Boseman’s character plays an interesting role in this discourse. This almost feels like a role made for Boseman, who seems to have played half of America’s Black historical figures by this point (Thurgood Marshall, Jackie Robinson, James Brown). He’s the person and idea that held the Bloods together through the trauma of the war, and he also more directly haunts Paul in his PTSD-induced hallucinations. More broadly, he becomes an imagined image of the heroic Black soldier. He seems to challenge Martin Luther King Jr., Malcolm X and Marcus Garvey all at the same time.
Like them, he’s killed. Yet unlike the bold all-American (white) hero, he has to die, and he doesn’t even get to do it on his own terms. It very much feels as if Lee puts the character of Norman up in comparison with MLK and a whole host of others who died before their time, demonstrating how Black heroes don’t get to live, and they don’t even get to die on their own terms.
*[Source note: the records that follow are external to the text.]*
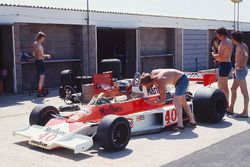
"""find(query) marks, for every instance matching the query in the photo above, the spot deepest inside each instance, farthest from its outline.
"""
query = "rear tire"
(113, 133)
(210, 105)
(41, 114)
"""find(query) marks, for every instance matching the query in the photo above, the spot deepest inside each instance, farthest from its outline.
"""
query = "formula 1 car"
(113, 120)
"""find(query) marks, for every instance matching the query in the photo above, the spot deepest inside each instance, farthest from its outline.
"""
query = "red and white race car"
(113, 120)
This, of course, dovetails with Bloods‘ rich understanding of American cinema, from the obvious homages to Vietnam epics like Apocalypse Now (whose poster and logo are featured prominently earlier in the film) to Treasure of the Sierra Madre, from which this film yanks a lot of its basic premise and quips about needing stinkin’ badges. To a lesser filmmaker, this would feel like cheap collage art; in Lee’s hands, it feels like reclamation.
One of the few shortfalls of the film is familiar to a lot of Lee’s work – the women are underutilised. You get Melanie Thierry as Hedy, the daughter of a rich family of plantation owners who founded the charity LAMB (Love Against Mine and Bombs) to clear the mines still left from the war and help the victims of these mines. Thierry gives a charming performance for an interesting character, but it feels like she’s being pushed into the role of ‘love interest’ for David and it feels really forced. I would say Lê Y Lan, who plays Tiên, a former sex worker with whom Otis had a child, is given the shortest straw by the script. Her performance is fantastic, but she mostly seems to exist to be a motivator for Otis’ emotions and a target for Paul’s racialised misogyny. While this is a film deliberately centred on men, it still feels like there was room for the women of the film to be better served by Danny Bilson, Paul De Meo, Lee, and Kevin Willmott’s script.
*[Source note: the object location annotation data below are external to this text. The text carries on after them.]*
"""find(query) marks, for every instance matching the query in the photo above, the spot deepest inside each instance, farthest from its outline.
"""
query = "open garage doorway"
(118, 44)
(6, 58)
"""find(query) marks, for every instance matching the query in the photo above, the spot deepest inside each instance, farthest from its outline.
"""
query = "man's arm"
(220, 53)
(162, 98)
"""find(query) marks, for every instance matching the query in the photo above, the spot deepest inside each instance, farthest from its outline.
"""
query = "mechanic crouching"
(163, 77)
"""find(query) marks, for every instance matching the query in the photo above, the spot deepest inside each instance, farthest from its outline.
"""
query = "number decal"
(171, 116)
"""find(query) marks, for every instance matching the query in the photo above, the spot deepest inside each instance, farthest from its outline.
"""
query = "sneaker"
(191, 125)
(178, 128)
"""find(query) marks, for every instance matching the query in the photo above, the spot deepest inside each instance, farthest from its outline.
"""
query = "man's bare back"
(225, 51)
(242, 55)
At times, the dialogue feels a little stilted as Lee stretches to make a point or give key context. There are also a few times where he reaches to be provocative and it feels over-the-top and incredibly abrasive. But even with those qualifications, Da 5 Bloods has so many layers to unpack and study. There are issues of neo-imperialism brought in through the wealthy European characters, Hedy and DesRoche (Jean Reno), to Black patriotism through the symbolism of Paul’s MAGA cap and the Bloods’ frustrated reactions to it. This is a film that’s interested in grey areas and moral complicity, never obfuscating the atrocities or pain of a war that pitted people of colour against each other for the sake of white political interests (rendered beautifully by Veronica Ngo‘s take on Hanoi Hannah).
Da 5 Bloods feels both timely and timeless, Lee doing what he does best — giving an unflinching and layered look at the complex connections between anti-Blackness, American identity, and American imperialism. Most importantly, this film drives home the way that Black lives have been devalued for centuries and how, irrespective of how much we give, oppression will not end without tearing these systems down. In our present moment, where there’s so much energy for change, and we’re looking for ways to reshape our world to make it less hostile to Black people, this film is an essential watch as both education and a call for action.
Da 5 Bloods is currently streaming on Netflix.